AT ANY SPEED OVER 2000 RPM, THE THE ENGINE GOES INTO OVERHEAT MODE WITH BUZZER GOING AND THE SLOW SPEED MODE ENABLED. 



THE ENGINE IS NOT OVERHEATING AS I CAN PLACE MY HAND ON THE ENGINE BLOCK WITH NO ADVERSE EFFECTS, THERE IS A STRONG TELLTALE AND ALL ELSE LOOKS OK.



cAN ANYONE SHED SOME LIGHT AS TO WHAT TO DO NEXT?? HELP!!


----------



## DOUBLE "D" & LV (Oct 2, 2007)

Check the pink wire in the harness for a pinched or chaffed area. I have seen the wire do that and give false warnings. If you are sure that the engine is not overheating, then unplug the temp sensor and run it. Sometimes the sensor shorts out. When you feel the head for overheating, feel where the sensor is. If it is hot, then the water passage by the sensor is probably clogged and causng a hot spot. Seen that too.


----------



## jamester (Sep 12, 2009)

Oil alarm problem with my 2001 Yamaha 150HP 2 stroke.
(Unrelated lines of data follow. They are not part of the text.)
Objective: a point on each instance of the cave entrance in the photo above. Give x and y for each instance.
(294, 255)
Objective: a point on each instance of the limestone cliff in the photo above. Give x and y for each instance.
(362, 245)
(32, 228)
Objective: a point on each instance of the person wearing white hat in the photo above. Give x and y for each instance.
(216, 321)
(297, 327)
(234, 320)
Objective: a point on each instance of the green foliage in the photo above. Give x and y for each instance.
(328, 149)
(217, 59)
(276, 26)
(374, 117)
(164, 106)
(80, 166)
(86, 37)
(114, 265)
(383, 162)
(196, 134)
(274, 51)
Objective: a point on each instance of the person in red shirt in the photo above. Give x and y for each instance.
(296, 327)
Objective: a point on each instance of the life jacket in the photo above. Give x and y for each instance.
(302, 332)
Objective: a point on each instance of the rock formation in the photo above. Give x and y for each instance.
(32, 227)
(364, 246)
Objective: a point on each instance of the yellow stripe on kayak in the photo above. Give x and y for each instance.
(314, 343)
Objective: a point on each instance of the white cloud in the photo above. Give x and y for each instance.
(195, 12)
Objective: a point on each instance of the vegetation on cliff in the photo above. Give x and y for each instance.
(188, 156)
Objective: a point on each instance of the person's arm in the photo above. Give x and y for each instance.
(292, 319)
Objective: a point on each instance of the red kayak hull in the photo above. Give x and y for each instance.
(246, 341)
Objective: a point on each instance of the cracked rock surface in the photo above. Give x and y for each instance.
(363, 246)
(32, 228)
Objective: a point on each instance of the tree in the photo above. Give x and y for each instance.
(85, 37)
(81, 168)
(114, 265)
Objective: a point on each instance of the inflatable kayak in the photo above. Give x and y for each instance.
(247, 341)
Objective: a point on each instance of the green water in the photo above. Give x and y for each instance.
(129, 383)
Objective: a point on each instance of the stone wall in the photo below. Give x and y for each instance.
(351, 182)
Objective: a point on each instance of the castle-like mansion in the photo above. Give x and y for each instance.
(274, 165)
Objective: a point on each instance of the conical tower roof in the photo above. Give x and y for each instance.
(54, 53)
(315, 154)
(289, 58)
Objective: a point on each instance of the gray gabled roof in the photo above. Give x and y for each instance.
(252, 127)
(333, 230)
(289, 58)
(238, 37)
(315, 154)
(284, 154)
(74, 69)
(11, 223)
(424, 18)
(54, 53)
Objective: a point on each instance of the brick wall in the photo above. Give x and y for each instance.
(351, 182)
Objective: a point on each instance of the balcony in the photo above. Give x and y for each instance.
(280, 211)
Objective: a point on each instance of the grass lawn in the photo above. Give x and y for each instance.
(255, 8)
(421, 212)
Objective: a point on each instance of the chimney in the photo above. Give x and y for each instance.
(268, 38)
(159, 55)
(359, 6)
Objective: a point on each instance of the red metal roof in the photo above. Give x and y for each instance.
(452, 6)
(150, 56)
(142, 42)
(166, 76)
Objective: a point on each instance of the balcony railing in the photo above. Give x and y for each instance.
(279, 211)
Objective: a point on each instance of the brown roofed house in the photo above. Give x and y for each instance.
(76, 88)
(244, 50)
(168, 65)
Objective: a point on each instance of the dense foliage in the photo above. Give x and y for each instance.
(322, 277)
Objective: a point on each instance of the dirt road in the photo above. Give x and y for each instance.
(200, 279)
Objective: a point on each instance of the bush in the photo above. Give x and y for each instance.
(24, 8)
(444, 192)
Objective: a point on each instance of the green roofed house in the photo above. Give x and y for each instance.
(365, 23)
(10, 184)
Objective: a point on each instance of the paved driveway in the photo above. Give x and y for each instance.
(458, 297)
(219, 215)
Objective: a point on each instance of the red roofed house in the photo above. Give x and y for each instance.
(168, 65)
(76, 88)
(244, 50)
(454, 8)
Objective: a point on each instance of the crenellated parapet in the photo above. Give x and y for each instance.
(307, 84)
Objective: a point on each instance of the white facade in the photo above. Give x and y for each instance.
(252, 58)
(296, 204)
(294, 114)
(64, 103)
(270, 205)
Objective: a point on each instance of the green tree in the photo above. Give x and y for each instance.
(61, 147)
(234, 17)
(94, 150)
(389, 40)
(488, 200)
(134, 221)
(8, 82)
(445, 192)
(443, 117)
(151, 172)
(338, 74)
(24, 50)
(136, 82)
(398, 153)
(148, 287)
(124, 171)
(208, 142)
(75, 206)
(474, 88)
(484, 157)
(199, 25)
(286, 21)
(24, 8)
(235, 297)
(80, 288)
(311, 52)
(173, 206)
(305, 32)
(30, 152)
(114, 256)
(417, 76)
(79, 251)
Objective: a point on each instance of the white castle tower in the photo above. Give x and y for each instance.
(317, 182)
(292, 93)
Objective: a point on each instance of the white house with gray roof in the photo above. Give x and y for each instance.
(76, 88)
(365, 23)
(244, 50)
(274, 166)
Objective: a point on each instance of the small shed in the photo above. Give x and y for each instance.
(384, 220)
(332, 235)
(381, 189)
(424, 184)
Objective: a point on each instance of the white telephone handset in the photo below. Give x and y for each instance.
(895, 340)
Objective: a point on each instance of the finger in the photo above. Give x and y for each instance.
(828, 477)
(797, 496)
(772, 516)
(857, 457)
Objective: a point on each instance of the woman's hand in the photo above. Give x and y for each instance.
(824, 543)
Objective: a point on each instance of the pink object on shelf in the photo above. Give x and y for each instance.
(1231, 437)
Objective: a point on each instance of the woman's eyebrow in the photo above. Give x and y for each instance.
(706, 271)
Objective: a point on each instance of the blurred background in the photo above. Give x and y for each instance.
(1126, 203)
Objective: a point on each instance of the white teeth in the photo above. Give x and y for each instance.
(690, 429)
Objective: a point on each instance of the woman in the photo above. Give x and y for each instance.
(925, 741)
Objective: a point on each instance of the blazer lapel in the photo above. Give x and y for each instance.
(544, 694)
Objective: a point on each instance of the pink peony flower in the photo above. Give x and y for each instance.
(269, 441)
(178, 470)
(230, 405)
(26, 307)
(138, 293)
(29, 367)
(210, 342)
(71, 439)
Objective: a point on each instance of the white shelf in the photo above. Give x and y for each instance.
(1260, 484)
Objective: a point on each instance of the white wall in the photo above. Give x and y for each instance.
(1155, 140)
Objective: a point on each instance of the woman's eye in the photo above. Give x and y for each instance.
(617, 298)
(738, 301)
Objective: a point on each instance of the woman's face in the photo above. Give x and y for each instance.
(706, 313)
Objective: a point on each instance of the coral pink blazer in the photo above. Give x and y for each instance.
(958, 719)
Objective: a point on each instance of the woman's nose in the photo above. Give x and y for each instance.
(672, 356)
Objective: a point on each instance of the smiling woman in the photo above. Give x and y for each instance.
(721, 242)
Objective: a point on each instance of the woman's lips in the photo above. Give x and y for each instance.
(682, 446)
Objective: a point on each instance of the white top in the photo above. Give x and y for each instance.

The oil level indicator flashes most of the time even though the reserve tank up on the engine is full. Then some times it does not flash but shows the tank to be full. When I travel at high speed and use up all the oil in the reserve tank, the alarm goes off and the engine goes to low speed just as it is supposed to. I must then use the switch on the engine to fill up the reserve tank. Some times I can fix the flashing low oil level signal by simply turning off the engine and restarting it. This does not always work however. The problem is there most of the time but fixes itself once in a while. We had the level sensor within the reserve tank changed and this did not help. Any suggestions on how to correct this problem? Has been happening for a number of years with no solution. Bad electrical connection in a connector??? Defective engine computer that fails intermittently?? HELP!!!!


----------



## DOUBLE "D" & LV (Oct 2, 2007)

Replace the clogged oil filter on the boat tank. If that does not fix it, then check the power supply going to the oil pump and see if it has battery voltage. If it does, then you may have a bad oil transfer module. Have you listenned for the oil pump on the boat tank to come on if the engine tank is down below the bottom line? (you can check that if you drain the engine tank by pulling the drain tube off at the bottom then turn the key on when the oil is 1/2" below the bottom line. Be sure to put the drain tube back on when you reach this level and tie strap it back on.)


----------



## sosmarine (Sep 28, 2007)

jamester PM sent


----------



## baymotorsports (Feb 28, 2008)

my problem.....

pretty similar, i have twin 1995 150 salt water series motors, both start/idle/run well, nice pee stream from both, but when i go over 5k rpm the starboard motor will give a alarm, will NOT reduce power, but will sound the alarm, i can back it down to 3k or so rpm and it goes off in about 10 seconds, i was thinking possibly the poppet valves or thermos need to be replaced,

any ideas?

also i have noticed every now and then i can look at the gauge and its got the indicator flashing on all 3 oil marks, 

i read the book and it doesnt mention all three flashing, it says the full and empty mark will flash if there is a clog but again doenst mention all 3 flashing, what does this mean?

thanks


----------



## DOUBLE "D" & LV (Oct 2, 2007)

I would replace the boat oil tank filter first.


----------